Where the Earl industry began


A replica of the boomtown that sprouted up with the beginning of the modern oil industry at Spindletop.

Oil has become a touchy subject in these “green is great” days. I consider myself an environmentalist although I stop short of hugging trees. But I have to be honest that, like many Americans, I have a definite love/hate relationship with the oil and gas industry.

That industry, while causing much of the pollution problems we deal with, has also made our life much easier not to mention it is next to the global communication explosion the reason why the Earth has become increasingly a global village. Sorry, perhaps it isn’t the best picture to use the word “explosion” when talking about the oil and gas industry.

The greed of some, but certainly not all, in oil and gas is next to pollution the facet of the industry that makes it most unattractive. I have friends and family members — none of which are greedy or that you’d know — who have made a good living from oil and gas in one form or the other. Honestly, I don’t know how much money I have made off inherited oil and gas leases and royalties over the past 25 years, certainly several thousand dollars and probably more.

It is with that long preface explaining my complex feelings about oil and gas that I begin what would otherwise have been a short post about visiting a local landmark in the town in which I live and my reasons for doing so.

After living some five years in three different incarnations in Beaumont, Texas, I finally visited the Spindletop Gladys City Boomtown Museum. There are two things Beaumont is famous for, well three if you include the World’s Third Largest Fire Hydrant. One is that it is the birthplace of the greatest woman athlete of the 20th century, Babe Didrikson Zaharias. But even more so it is famous for Spindletop, a “hill” (when you live at 16 feet above sea level it doesn’t take much to make a hill) south of what is now Beaumont where the modern oil and gas industry began on the morning of Jan. 10, 1901.

My reasons for visiting are simple. First, I was in search of something to do. Secondly, I believe one needs to eventually see all the landmarks one’s town has to offer. Finally, it only cost $3 to get in.

Austrian-born Capt. Anthony Lucas knew the aforementioned area had oil and so after gathering some investor money from several folks including money bags Andrew Mellon, Lucas got the best rotary drillers money could buy. The drillers, however, hit rock at 1,060 feet and stuck their drill. While trying to remove the drill, the so-called “Lucas Gusher” spewed out of the well and up to about 100 feet in the air. Some 80,000-to-100,000 barrels of oil per day flew through the air over the nine-day period the gusher gushed before finally being capped.

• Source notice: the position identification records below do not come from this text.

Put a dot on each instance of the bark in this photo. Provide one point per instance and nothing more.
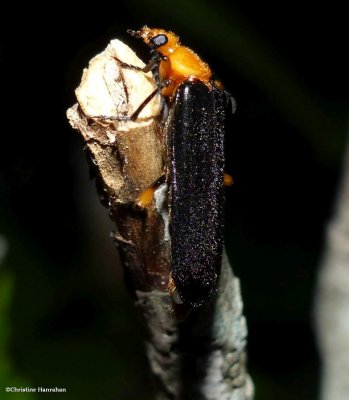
(332, 300)
(196, 355)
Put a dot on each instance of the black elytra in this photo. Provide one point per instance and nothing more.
(195, 138)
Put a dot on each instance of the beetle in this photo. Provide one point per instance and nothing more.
(194, 127)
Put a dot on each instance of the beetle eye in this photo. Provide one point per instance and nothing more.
(158, 41)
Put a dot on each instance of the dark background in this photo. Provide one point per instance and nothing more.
(65, 318)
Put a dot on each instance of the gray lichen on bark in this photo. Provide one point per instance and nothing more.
(202, 356)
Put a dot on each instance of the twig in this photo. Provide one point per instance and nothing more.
(202, 357)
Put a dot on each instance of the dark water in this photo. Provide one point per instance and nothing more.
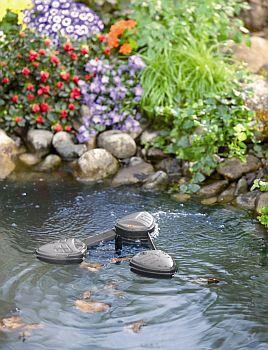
(182, 313)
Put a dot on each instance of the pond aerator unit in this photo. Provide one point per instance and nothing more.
(133, 228)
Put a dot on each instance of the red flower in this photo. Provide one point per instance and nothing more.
(26, 71)
(30, 87)
(18, 119)
(65, 76)
(47, 42)
(68, 128)
(102, 38)
(63, 114)
(107, 51)
(39, 119)
(30, 97)
(76, 79)
(35, 108)
(60, 84)
(33, 55)
(74, 56)
(84, 50)
(44, 107)
(55, 59)
(15, 99)
(42, 52)
(5, 80)
(68, 47)
(75, 93)
(57, 128)
(44, 76)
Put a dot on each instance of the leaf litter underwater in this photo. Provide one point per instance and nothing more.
(217, 300)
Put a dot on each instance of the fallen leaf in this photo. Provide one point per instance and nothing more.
(116, 260)
(136, 326)
(93, 267)
(91, 306)
(87, 294)
(213, 280)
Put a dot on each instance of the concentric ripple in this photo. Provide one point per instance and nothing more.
(182, 313)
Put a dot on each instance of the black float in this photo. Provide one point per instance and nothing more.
(133, 228)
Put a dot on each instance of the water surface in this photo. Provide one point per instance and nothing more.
(182, 313)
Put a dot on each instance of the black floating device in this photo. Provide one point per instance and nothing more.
(133, 228)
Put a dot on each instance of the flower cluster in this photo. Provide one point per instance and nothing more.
(120, 37)
(62, 17)
(39, 85)
(112, 96)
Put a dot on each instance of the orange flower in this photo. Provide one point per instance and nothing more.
(125, 49)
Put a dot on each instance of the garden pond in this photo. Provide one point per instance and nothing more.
(184, 312)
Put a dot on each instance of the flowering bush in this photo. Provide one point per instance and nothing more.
(39, 84)
(62, 17)
(112, 96)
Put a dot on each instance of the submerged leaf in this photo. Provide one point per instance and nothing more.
(93, 267)
(136, 326)
(91, 306)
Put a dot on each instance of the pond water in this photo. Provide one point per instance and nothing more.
(182, 313)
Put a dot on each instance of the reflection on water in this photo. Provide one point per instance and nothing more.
(182, 313)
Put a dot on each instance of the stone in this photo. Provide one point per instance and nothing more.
(255, 56)
(180, 197)
(7, 145)
(241, 187)
(256, 17)
(155, 155)
(39, 141)
(65, 146)
(209, 201)
(213, 189)
(248, 200)
(119, 144)
(97, 164)
(234, 168)
(156, 181)
(261, 202)
(148, 137)
(6, 166)
(50, 163)
(136, 172)
(29, 159)
(227, 195)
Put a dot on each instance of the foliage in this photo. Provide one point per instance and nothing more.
(112, 96)
(199, 131)
(39, 83)
(65, 18)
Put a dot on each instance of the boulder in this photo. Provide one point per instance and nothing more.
(261, 202)
(213, 189)
(234, 168)
(7, 145)
(39, 141)
(50, 163)
(148, 136)
(136, 172)
(29, 159)
(6, 166)
(227, 195)
(97, 164)
(65, 146)
(255, 56)
(248, 200)
(156, 181)
(119, 144)
(242, 186)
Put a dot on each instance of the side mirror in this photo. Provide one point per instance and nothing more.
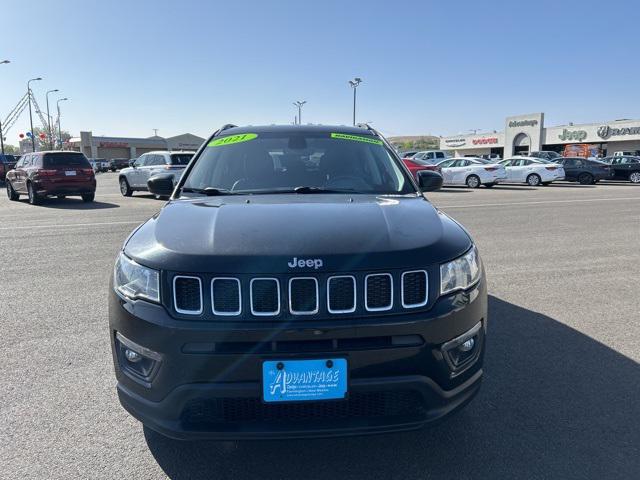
(161, 185)
(429, 181)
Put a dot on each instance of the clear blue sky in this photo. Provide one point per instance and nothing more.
(428, 67)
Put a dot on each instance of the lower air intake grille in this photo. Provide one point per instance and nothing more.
(265, 296)
(379, 291)
(187, 295)
(225, 294)
(414, 289)
(202, 412)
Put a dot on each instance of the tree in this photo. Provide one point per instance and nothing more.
(11, 149)
(45, 143)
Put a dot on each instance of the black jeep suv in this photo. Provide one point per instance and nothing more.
(297, 283)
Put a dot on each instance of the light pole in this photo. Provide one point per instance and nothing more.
(354, 84)
(33, 140)
(1, 137)
(299, 104)
(49, 133)
(60, 129)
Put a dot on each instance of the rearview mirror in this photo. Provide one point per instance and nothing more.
(429, 181)
(161, 185)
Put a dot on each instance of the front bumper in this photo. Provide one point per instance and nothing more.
(195, 393)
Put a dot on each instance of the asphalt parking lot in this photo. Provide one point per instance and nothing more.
(560, 398)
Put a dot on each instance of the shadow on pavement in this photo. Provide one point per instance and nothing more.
(555, 404)
(571, 185)
(75, 204)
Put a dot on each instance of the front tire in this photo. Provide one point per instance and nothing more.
(11, 193)
(585, 179)
(125, 189)
(473, 181)
(34, 198)
(533, 180)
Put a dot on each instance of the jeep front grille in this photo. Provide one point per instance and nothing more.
(187, 295)
(415, 288)
(265, 296)
(378, 292)
(341, 294)
(302, 295)
(226, 296)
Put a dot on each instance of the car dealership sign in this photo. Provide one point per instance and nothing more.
(606, 131)
(523, 123)
(569, 135)
(485, 141)
(455, 142)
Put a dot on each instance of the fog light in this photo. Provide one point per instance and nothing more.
(138, 362)
(461, 352)
(133, 357)
(468, 345)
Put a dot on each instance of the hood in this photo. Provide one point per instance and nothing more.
(264, 233)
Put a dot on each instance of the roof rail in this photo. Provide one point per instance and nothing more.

The boom was on. Everybody and their dog was forming oil companies and drilling. Businesses sprung up like those represented in the little replica town at the museum. One I had not known about was Broussard’s Livery. Being that they had horses and buggies, they were already equipped for what is always a necessity, a funeral home. Today they use Cadillac hearses at Broussard’s Mortuary. A number of other companies started up at Spindletop as well, like the Texas Company, J.M. Guffey Petroleum Co., Magnolia Petroleum and Sun Oil. The former companies became Texaco, Gulf, Mobil (now ExxonMobil) respectively and of course the latter Sun Oil Co.

Fortunately, some of these replica buildings have air conditioning in them, which are surely useful here where it can get kind of hot and humid. They have a lot of interesting relics in the museum, not just oil and gas related but an old camera collection, vintage printing presses and old mercantile of the kind one would buy in a boomtown provided one had not spent their last red cent on rotgut whiskey and a ride at the local harlotry.

If you ever find yourself in Beaumont and you are not just passing through or come to the area to rebuild or reroof homes from yet another hurricane, you should check out the Gladys City museum. I think each year on the day the gusher blew a reenactment is staged using hot, boiling oil. No, not really, I think maybe it’s water.